I ended up really liking soy burgers, and even more the so delicious edamame, yummy, now that is something I really love now. I also enjoyed trying tofu, and have been experimenting with it a lot lately, and decided that vanilla flavored soymilk is also delicious as well! (I use it almost daily in my fruit smoothies and blended concoctions!)
Besides my adventurous taste buds, I also got to meet, although yet only virtually, some nice girls that also enjoy soy, and that actually had a lot more experience with it and contact with soy through out their life. Karen and Akemi were the ones that inspired me to get my hands on some soybeans and get to work with them at home!
So, after reading their posts, seeing their nice pictures, and drooling over their baked goods at their blogs, I went ahead and adventured myself in some soy experimentation this past week. And it was so worth it!
I had the beans for some time, having bought them thinking about cooking them myself, but they ended up being transformed into soymilk, and the residue that was left over from the milk production, called okara.
Homemade soymilk, Wow, even I can’t believe I made that myself yet. It came out good, and even thicker than the ones I buy at the store. Now, I won’t lie here, I do not really enjoy the soymilk “as is”, so to suit my tastes it does have to be sweetened, or flavored with cocoa (or nesquick), then I can call it good stuff!
With the milk I got a bonus: the okara; basically the processed soybeans that was leftover after being cooked for the milk making procedure. From what I found out, the okara is very nutritious, so I went ahead and followed the lead of my friends and tried out Akemi’s recipe for Okara Bread. And Oh Boy, now this was good!
I made little rolls with the recipe (just so that it would be easy to freeze), and they came out super moist and delicious, both my husband and my son loved the bread and we all came to a consensus declaring that this was one of the best recipe for rolls that I have made. It was just perfect warm out of the oven with a little butter, good, really good!
Here I am again sneaking soy into the boys, sneaking yes, because I never mentioned the okara being in the bread, of course!

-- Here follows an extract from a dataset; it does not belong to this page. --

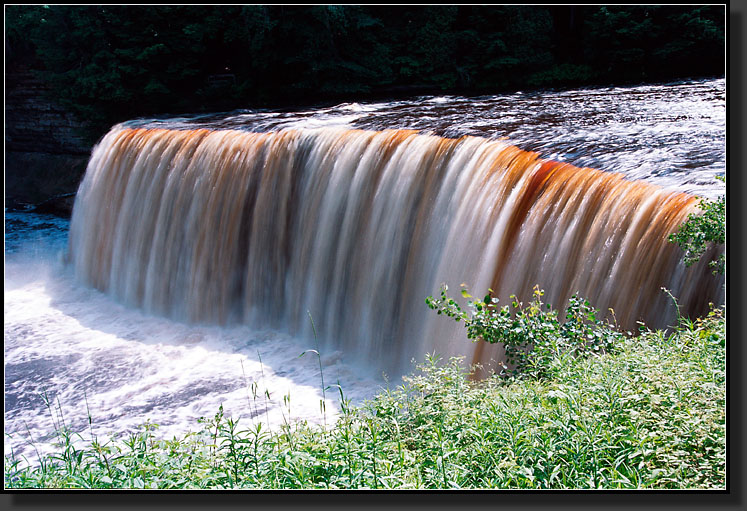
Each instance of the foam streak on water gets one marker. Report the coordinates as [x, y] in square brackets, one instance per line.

I am not sure I will make soy milk again (just because I really like the one I get at the store!), although I will definitely look for the ready okara at Asian markets in order to make more bread and try out more recipes with it, but this was definitely worth trying, the whole process, very fulfilling to my culinary enrichment. Learning new things is always good to me, especially when there is some cooking involved!
So here I leave you with Karen’s recipe for soymilk and Akemi’s recipe for the okara Bread. Thank you guys, both for leading me out to such good food experience!
Karen’s Soy Milk
300 grams soybeans
About 3 liters water
Soak the beans in water overnight; they will soften and get swollen.

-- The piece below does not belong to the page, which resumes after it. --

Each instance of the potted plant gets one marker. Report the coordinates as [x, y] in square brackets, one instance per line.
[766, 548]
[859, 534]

On the next day put 1 liter of water in a big pan and bring it to a boil.
While the water comes to the boil, process the soybeans in a blender, adding the water that it was soaked as necessary.
Add the processed soybean mixture to the boiling water and cook over medium-high heat, stirring frequently so that it does not stick to the bottom of the pan. When the mixture reaches the boil, turn of the heat and let it cool down in the pan. After cooled, strain the milk using either cheesecloth or a very fine sieve. The liquid is your Soymilk, and the residue left in the cloth (or sieve) is the okara.
Akemi’s Oakara Bread
For the sponge: In a large bowl combine together 10 grams dry yeast, 3 tablespoons sugar, and 1 cup warm water (100 to 110 F). Let stand for 15 minutes.
¼ cup oil
3 tablespoons sugar
1 tablespoon salt
2 cups okara
3 to 4 cups flour
Add oil, sugar, salt and okara to the sponge after it bloomed. Mix well together and then start adding flour to the mixture, ½ cup at a time, until you get a smooth dough that doesn’t stick to your hands (you may or may not need all the flour). Put the dough on a bowl, cover with plastic and let it rise until doubled in size, about 1 hour.
Shape dough into desired shape, place it on greased baking sheet and let it rise for 20 more minutes. Bake bread at 350F for 20 to 30 minutes, depending on size of your bread.
Note: I baked mine in muffin tins and it took 20 minutes total. Also, the recipe did not say anything, but I brushed my rolls with egg wash before baking.